Friday, June 1, 2012

Happy and Glorious



This weekend the United Kingdom will celebrate the 60 year jubilee of Queen Elizabeth II. The celebrations will rise above the pettiness of old scandals associated with the Royal family, not to mention the constant speculation about when William and Kate are going to breed.  This is a time to remember how much the country has changed since 1952 – and how much in other ways it has stayed the same. There will be street parties around the land just as there were on Coronation Day and the same immaculate pageantry will remind the world that this elderly lady is the symbol of Britain’s long sweep of history since Alfred the Great. Plus ça change, plus c'est la même chose.

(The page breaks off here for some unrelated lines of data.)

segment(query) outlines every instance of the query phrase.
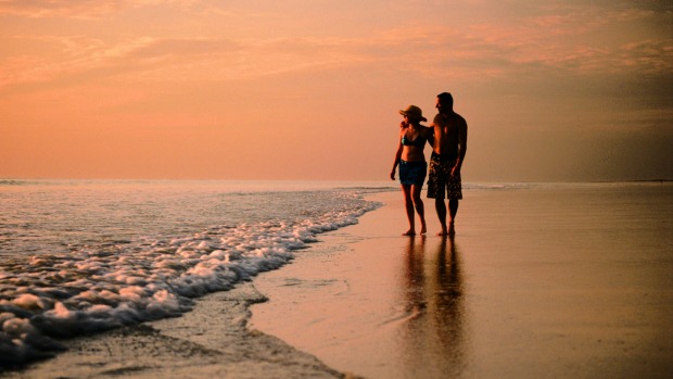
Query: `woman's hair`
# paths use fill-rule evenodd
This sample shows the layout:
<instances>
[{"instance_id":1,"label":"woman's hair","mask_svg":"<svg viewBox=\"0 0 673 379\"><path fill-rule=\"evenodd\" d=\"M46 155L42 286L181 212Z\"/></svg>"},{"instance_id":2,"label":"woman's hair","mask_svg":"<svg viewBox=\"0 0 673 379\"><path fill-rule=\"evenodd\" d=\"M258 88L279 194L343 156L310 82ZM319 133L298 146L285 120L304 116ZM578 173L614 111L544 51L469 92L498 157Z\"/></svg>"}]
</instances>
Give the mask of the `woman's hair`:
<instances>
[{"instance_id":1,"label":"woman's hair","mask_svg":"<svg viewBox=\"0 0 673 379\"><path fill-rule=\"evenodd\" d=\"M448 92L442 92L437 94L437 99L440 99L440 101L442 102L446 102L450 106L454 106L454 97Z\"/></svg>"}]
</instances>

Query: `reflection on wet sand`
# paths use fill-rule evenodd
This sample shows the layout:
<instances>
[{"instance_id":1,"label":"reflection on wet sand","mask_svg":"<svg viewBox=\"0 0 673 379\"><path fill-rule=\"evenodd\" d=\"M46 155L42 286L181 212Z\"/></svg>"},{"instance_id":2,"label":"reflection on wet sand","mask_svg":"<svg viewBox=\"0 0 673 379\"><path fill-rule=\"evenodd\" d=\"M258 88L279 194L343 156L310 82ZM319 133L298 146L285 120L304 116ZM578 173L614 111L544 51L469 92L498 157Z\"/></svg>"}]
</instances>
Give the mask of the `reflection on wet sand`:
<instances>
[{"instance_id":1,"label":"reflection on wet sand","mask_svg":"<svg viewBox=\"0 0 673 379\"><path fill-rule=\"evenodd\" d=\"M405 377L457 378L467 349L459 251L452 238L430 241L427 247L426 238L409 238L407 245Z\"/></svg>"}]
</instances>

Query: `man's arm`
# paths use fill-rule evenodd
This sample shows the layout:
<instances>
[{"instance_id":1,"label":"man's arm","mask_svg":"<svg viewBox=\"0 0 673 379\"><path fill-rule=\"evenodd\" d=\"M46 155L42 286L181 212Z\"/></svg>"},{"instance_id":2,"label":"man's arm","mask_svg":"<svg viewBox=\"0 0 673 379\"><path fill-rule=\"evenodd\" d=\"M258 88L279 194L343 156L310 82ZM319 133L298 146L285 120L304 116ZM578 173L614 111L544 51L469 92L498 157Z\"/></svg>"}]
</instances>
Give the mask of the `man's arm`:
<instances>
[{"instance_id":1,"label":"man's arm","mask_svg":"<svg viewBox=\"0 0 673 379\"><path fill-rule=\"evenodd\" d=\"M462 162L465 161L465 154L468 152L468 123L465 118L460 117L460 127L458 128L458 161L452 169L452 175L455 173L460 174Z\"/></svg>"}]
</instances>

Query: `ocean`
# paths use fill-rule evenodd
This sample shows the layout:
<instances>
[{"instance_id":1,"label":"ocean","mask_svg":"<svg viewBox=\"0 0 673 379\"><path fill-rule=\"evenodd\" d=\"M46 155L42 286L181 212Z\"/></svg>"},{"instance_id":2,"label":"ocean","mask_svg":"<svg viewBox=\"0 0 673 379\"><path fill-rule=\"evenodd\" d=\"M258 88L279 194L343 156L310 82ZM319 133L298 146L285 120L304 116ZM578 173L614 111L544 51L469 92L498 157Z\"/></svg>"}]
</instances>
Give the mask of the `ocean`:
<instances>
[{"instance_id":1,"label":"ocean","mask_svg":"<svg viewBox=\"0 0 673 379\"><path fill-rule=\"evenodd\" d=\"M443 244L429 201L399 236L395 182L0 180L0 372L670 371L672 184L464 195Z\"/></svg>"},{"instance_id":2,"label":"ocean","mask_svg":"<svg viewBox=\"0 0 673 379\"><path fill-rule=\"evenodd\" d=\"M0 180L0 368L189 312L380 204L367 182Z\"/></svg>"}]
</instances>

Here on Midatlantic, I mark the occasion by posting this lovely drawing by Norman Hartnell of the Queen’s Coronation dress. The gown incorporated the symbols not only of England, Scotland, Wales and Northern Ireland (the rose, the thistle, the leek and the shamrock) but the symbols of the Dominions – as they were then called. It included the Canadian maple leaf, the Australian wattle, the New Zealand silver fern, and the South African protea as well as the lotus flower for India and Ceylon (now Sri Lanka) and wheat sheaves, cotton, and jute for Pakistan.

And I draw your attention to this short but very beautiful anthem – O Taste and See, a setting of Psalm 34 – written for the 1953 Coronation by that most British of composers, Ralph Vaughan Williams. I defy you to listen to it and not think of the antiquity of Albion epitomized by that little old lady in the crown.